BHAṄGĀṆĪ, a small village on the right bank of the River Yamunā about 11 km from Pāoṇṭā (30º-25'N, 70º-40'E) in Sirmūr district of Himāchal Pradesh was the scene of a battle between the hill rājās and Gurū Gobind Siṅgh. The chiefs taking exception to Gurū Gobind Siṅgh's teaching equalizing all castes and feeling jealous of his growing influence, marched against him, led by Rājā Fateh Chand of Srīnagar (Gaṛhvāl). Forestalling the attack on Pāoṇṭā, Gurū Gobind Siṅgh advanced towards Bhaṅgāṇī with his Sikhs. The rājās, reinforced by a few hundred Paṭhāns who had deserted the Gurū's camp, were confident of their strength and had imprudently collected their force in the open ground on the river bed. The Gurū established his base in a grove and kept his forward troops on a higher ground, and selected for himself a vantage point from where to direct the action. The battle fought on 18 September 1688 ended in favour of the Sikhs. Two shrines exist at Bhaṅgāṇī commemorating this battle.
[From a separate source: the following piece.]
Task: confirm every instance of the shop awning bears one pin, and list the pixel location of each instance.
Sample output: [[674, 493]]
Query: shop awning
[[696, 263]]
        GURDWĀRĀ TĪRGAṚHĪ stands on the mound where the Gurū had stood to control the battle. The present building at Gurdwārā Tīr Gaṛhī consists of a square hall with a verandah on all four sides.
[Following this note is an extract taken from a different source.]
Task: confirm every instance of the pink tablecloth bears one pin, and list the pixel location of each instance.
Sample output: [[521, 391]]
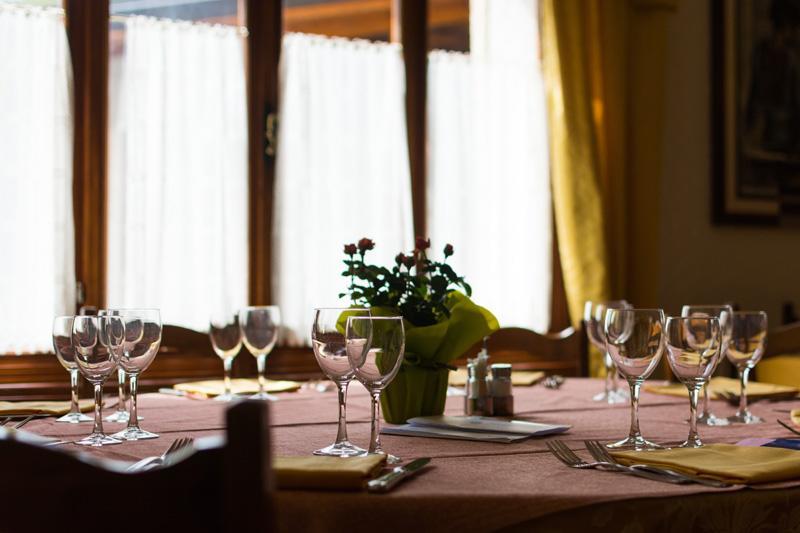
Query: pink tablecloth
[[484, 486]]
        GURDWĀRĀ BHAṄGĀṆĪ SĀHIB marks the site where the Gurū had kept his munitions and provisions. The Gurdwārā was reconstructed in late 1970's by Sant Sevā Siṅgh of Anandpur. Adjacent to the Gurdwārā is a well sunk in 1936-37 by Bābā Indar Siṅgh, a disciple of Bābā Karam Siṅgh of Hotī. Both these gurdwārās are managed by a local committee.


  1. Kuir Siṅgh, Gurbilās Pātshāhī 10. Patiala, 1968
  2. Ṭhākar Siṅgh, Giānī, Srī Gurduāre Darshan. Amritsar, 1923
  3. Tārā Siṅgh, Srī Gur Tīrath Saṅgrahi. Amritsar, n. d.